Кстати, что ты думаешь о моих рассуждениях? Да, именно о рассуждениях. Я лишь рассуждал о том, что, захоти я в ту ночь потратить свободу в чистом виде, это было бы не чем иным, как сексуальным преступлением, на самом же деле я так и не совершил ничего хотя бы отдаленно напоминающего преступление. И не потому, что у меня не было к этому никакой склонности, и не потому, что не представилось случая, но, так или иначе, я его не совершил. Вот почему я спрашиваю тебя только об одном — о своих рассуждениях.
На твое сочувствие я не надеюсь. Может быть, даже наверняка, ты заметишь нелепые изъяны в моих рассуждениях. Я уже пережил крах всех этих рассуждений и не могу поэтому не признать, что в них есть недостатки. Но я и в то время не видел их, не могу обнаружить их и сейчас. А может быть… может быть, они вылились в форму подчинения упорным уговорам маски, а я сам себя обманывал, считая их результатом моих собственных желаний.

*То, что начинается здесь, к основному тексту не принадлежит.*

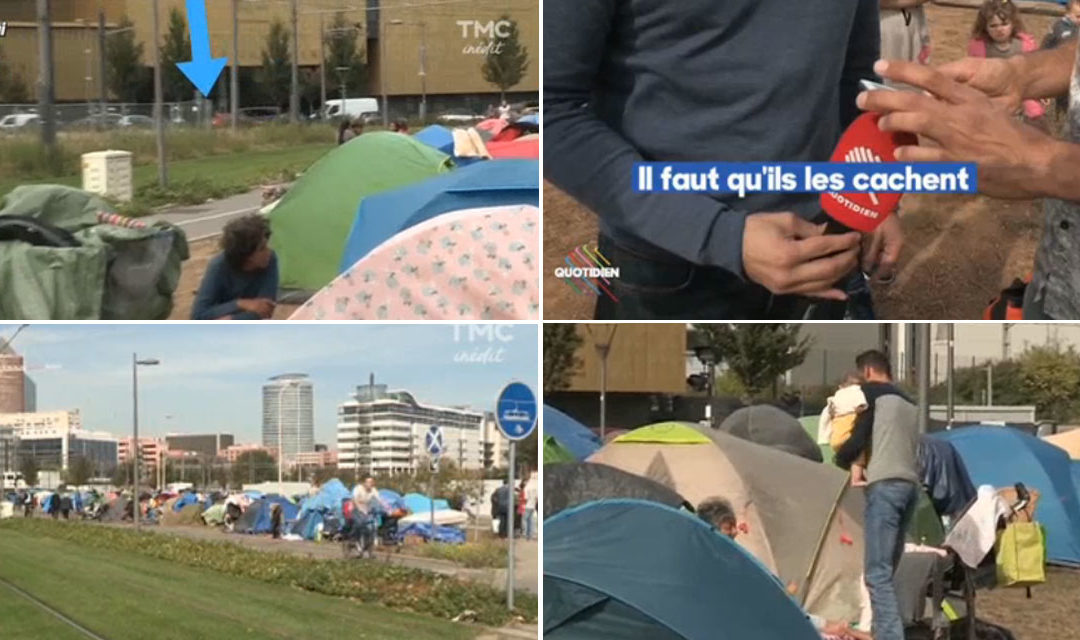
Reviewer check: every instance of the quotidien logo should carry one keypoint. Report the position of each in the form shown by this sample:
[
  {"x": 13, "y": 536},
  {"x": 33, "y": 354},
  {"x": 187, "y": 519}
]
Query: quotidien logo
[{"x": 588, "y": 267}]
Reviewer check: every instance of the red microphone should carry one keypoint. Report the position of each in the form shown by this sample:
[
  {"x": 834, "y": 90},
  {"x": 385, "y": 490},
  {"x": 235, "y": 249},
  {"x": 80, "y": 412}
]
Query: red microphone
[{"x": 863, "y": 141}]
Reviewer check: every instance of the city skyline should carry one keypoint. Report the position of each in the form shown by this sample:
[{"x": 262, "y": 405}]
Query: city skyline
[{"x": 211, "y": 376}]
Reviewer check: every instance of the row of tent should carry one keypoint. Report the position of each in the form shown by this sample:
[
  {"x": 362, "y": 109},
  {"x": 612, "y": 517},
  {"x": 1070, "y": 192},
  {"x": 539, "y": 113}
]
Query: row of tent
[
  {"x": 394, "y": 227},
  {"x": 804, "y": 521}
]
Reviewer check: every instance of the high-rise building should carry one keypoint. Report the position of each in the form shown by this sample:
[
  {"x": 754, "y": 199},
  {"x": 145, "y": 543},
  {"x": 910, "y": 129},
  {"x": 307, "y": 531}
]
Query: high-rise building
[
  {"x": 208, "y": 445},
  {"x": 8, "y": 461},
  {"x": 380, "y": 430},
  {"x": 12, "y": 382},
  {"x": 288, "y": 414}
]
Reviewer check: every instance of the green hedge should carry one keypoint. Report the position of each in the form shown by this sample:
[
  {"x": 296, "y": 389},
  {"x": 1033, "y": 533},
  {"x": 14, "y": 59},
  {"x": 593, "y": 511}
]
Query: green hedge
[{"x": 395, "y": 587}]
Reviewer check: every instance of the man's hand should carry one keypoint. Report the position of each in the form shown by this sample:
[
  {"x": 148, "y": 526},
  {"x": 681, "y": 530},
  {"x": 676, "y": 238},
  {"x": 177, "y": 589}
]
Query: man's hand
[
  {"x": 262, "y": 307},
  {"x": 881, "y": 249},
  {"x": 999, "y": 79},
  {"x": 788, "y": 255},
  {"x": 1013, "y": 158}
]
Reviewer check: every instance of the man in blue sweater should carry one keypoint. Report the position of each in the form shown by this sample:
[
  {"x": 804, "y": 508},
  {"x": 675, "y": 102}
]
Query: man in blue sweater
[
  {"x": 241, "y": 282},
  {"x": 703, "y": 81}
]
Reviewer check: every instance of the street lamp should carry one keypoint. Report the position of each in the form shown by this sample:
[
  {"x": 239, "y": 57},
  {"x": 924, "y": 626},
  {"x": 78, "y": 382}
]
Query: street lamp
[{"x": 137, "y": 453}]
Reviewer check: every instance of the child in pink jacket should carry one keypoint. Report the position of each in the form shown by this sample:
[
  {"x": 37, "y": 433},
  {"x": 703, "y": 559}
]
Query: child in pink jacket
[{"x": 999, "y": 33}]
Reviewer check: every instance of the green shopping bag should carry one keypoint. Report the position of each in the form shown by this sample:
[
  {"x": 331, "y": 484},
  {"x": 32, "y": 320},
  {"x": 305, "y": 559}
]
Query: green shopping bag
[{"x": 1022, "y": 555}]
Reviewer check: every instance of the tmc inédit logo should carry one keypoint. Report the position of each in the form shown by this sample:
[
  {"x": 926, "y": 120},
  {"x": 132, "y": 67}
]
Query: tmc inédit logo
[
  {"x": 486, "y": 33},
  {"x": 589, "y": 267}
]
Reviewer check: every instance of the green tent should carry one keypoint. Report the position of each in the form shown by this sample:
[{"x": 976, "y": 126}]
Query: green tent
[
  {"x": 312, "y": 222},
  {"x": 553, "y": 452},
  {"x": 926, "y": 526}
]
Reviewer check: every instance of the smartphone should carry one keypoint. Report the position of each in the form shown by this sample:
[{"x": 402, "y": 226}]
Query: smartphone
[{"x": 871, "y": 85}]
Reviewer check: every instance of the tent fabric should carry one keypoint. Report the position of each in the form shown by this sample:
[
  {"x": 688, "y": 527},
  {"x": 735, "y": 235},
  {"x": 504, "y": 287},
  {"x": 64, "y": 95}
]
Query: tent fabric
[
  {"x": 184, "y": 501},
  {"x": 436, "y": 137},
  {"x": 1003, "y": 457},
  {"x": 256, "y": 518},
  {"x": 116, "y": 273},
  {"x": 1068, "y": 440},
  {"x": 471, "y": 264},
  {"x": 802, "y": 517},
  {"x": 311, "y": 222},
  {"x": 678, "y": 574},
  {"x": 214, "y": 515},
  {"x": 555, "y": 453},
  {"x": 771, "y": 426},
  {"x": 420, "y": 503},
  {"x": 443, "y": 534},
  {"x": 482, "y": 185},
  {"x": 572, "y": 484},
  {"x": 570, "y": 434},
  {"x": 527, "y": 147},
  {"x": 945, "y": 476},
  {"x": 665, "y": 433},
  {"x": 445, "y": 517}
]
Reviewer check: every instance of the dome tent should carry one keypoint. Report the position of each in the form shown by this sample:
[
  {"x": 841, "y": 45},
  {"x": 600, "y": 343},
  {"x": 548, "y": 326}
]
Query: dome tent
[{"x": 694, "y": 584}]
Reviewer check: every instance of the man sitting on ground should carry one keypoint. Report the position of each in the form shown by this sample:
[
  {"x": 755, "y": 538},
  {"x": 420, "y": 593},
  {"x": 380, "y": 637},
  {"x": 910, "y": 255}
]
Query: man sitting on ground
[{"x": 241, "y": 282}]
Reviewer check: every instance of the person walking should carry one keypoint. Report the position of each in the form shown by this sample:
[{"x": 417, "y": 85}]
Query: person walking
[{"x": 888, "y": 431}]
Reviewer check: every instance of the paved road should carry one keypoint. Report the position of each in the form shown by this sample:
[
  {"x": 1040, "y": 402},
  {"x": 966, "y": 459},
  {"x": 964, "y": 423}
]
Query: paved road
[
  {"x": 207, "y": 219},
  {"x": 525, "y": 568}
]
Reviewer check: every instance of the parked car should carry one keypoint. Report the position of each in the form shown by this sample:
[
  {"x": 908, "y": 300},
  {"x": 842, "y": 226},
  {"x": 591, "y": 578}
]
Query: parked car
[
  {"x": 136, "y": 122},
  {"x": 19, "y": 122},
  {"x": 97, "y": 121}
]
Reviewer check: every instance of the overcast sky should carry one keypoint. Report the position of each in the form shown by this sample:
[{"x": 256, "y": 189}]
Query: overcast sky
[{"x": 211, "y": 375}]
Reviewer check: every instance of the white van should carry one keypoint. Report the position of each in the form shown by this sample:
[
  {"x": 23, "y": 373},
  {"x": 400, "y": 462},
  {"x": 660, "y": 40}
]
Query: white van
[{"x": 349, "y": 108}]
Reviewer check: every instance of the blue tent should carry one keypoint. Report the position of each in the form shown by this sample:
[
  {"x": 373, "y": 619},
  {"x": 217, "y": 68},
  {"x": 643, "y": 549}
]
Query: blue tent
[
  {"x": 496, "y": 182},
  {"x": 1003, "y": 457},
  {"x": 444, "y": 534},
  {"x": 393, "y": 499},
  {"x": 636, "y": 569},
  {"x": 418, "y": 503},
  {"x": 256, "y": 518},
  {"x": 570, "y": 434},
  {"x": 185, "y": 500}
]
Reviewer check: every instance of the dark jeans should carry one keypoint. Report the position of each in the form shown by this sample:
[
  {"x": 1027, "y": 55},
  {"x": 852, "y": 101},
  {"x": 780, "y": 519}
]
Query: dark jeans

Поскольку дело касается секса, что-то мешало мне сорвать и выбросить табличку «вход воспрещен», и в то же время с самого начала меня непреодолимо тянуло это сделать. Если вдуматься — ничего удивительного. Я старался по возможности не касаться этого, но дело в том, что, отвергни я сексуальные преступления, мне не удалось бы осуществить и план заставить маску соблазнить тебя. Если бы речь шла о том, чтобы соблазнить тебя один раз, никакой проблемы, видимо, не возникло бы. Но если я хотел сделать отношения между маской и тобой длительными и, таким образом, создать новый мир, то должен был во что бы то ни стало нарушать законы, связанные с сексом. Иначе вряд ли бы я мог вынести двойную жизнь, разъеденный до мозга костей ревностью. И эти долгие, упорные уговоры маски были, конечно, результатом моей сознательной провокации.

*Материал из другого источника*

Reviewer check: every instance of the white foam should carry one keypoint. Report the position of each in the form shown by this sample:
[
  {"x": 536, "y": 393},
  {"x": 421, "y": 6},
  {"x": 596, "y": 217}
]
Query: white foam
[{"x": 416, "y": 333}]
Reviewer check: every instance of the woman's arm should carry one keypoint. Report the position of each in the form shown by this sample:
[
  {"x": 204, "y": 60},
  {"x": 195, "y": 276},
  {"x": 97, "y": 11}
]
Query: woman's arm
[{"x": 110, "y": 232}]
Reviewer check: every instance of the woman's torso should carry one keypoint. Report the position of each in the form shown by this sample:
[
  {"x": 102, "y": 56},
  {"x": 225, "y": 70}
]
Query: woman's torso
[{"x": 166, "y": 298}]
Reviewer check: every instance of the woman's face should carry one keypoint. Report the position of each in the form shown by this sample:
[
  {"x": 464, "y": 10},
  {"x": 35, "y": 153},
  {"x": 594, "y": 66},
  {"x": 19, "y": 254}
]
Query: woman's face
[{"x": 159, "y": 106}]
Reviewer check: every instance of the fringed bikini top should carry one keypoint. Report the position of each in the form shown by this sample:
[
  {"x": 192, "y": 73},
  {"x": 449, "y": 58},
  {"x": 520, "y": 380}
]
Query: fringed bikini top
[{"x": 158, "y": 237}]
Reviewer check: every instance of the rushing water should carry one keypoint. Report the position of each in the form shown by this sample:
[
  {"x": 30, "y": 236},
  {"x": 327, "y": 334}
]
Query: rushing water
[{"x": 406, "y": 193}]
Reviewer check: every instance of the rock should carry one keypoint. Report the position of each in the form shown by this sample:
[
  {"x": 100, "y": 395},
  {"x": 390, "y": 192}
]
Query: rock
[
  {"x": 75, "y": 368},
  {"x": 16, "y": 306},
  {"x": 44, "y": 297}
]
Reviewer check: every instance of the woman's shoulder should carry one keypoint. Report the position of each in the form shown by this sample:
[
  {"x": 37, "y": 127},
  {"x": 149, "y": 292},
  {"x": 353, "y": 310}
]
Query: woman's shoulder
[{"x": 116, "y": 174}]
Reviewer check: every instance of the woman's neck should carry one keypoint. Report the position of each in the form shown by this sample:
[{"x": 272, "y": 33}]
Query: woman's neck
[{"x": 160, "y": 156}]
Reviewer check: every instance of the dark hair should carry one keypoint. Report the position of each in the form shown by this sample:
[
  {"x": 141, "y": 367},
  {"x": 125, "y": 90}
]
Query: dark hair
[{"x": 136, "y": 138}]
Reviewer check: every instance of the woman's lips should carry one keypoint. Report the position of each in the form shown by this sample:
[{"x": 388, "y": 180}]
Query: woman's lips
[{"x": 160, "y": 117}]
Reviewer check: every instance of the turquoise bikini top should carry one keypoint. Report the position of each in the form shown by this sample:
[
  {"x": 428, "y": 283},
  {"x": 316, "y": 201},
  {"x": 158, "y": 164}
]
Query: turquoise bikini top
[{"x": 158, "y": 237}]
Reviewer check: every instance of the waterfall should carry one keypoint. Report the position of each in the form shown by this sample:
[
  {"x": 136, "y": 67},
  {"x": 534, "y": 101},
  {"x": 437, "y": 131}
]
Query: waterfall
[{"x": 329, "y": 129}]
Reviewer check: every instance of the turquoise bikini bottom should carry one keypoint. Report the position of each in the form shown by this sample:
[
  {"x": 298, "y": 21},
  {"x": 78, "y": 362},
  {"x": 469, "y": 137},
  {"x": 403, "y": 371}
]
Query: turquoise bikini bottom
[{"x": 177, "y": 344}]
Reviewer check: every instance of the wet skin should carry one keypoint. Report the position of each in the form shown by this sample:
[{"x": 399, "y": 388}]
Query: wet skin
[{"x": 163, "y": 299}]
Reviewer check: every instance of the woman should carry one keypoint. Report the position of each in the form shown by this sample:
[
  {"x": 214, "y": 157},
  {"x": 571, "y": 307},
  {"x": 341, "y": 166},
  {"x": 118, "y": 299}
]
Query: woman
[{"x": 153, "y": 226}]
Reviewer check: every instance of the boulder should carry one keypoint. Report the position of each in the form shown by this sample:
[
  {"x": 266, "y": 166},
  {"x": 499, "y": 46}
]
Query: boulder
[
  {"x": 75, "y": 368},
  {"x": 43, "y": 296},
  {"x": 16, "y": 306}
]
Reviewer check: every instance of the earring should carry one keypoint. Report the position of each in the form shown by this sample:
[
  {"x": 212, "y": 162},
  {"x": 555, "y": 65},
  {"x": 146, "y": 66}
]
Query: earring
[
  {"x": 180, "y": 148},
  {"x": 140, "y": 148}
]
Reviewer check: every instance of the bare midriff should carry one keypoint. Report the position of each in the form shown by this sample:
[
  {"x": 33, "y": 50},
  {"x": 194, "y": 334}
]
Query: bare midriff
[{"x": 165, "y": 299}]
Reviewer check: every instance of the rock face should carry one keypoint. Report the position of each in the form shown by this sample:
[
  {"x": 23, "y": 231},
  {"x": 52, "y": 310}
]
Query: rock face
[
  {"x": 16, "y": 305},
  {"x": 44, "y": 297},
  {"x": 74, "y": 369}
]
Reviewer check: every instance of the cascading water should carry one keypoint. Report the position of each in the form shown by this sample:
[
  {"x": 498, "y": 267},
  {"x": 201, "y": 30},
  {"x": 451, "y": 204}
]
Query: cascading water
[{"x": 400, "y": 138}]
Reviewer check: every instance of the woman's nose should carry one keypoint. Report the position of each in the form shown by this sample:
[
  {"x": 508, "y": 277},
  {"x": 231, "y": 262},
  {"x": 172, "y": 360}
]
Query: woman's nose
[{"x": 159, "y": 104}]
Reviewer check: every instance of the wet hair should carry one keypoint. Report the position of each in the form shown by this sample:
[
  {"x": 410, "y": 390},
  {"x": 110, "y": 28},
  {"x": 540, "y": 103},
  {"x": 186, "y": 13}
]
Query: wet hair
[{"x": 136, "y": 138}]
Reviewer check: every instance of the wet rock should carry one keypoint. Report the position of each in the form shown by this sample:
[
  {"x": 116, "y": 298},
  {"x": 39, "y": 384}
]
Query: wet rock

Да, забавно — только что с грехом пополам подведя базу под свои рассуждения, я тут же проникся сочувствием к желаниям маски. Кстати, совсем не потому, что я изголодался по сексу, как если бы это была еда или питье. Нарушить сексуальные запреты — вот на что изо всех сил толкала меня маска. Если бы я не осознавал существование запретов, то очень сомневаюсь, что нарушение их было бы наполнено для меня таким трепетным очарованием. И когда я погрузился в это очарование, яд ревности, больше всего мучивший меня, казалось, утратил вдруг свою силу, и я, будто посасывая таблетку противоядия, стал стараться вызвать в себе эротический импульс.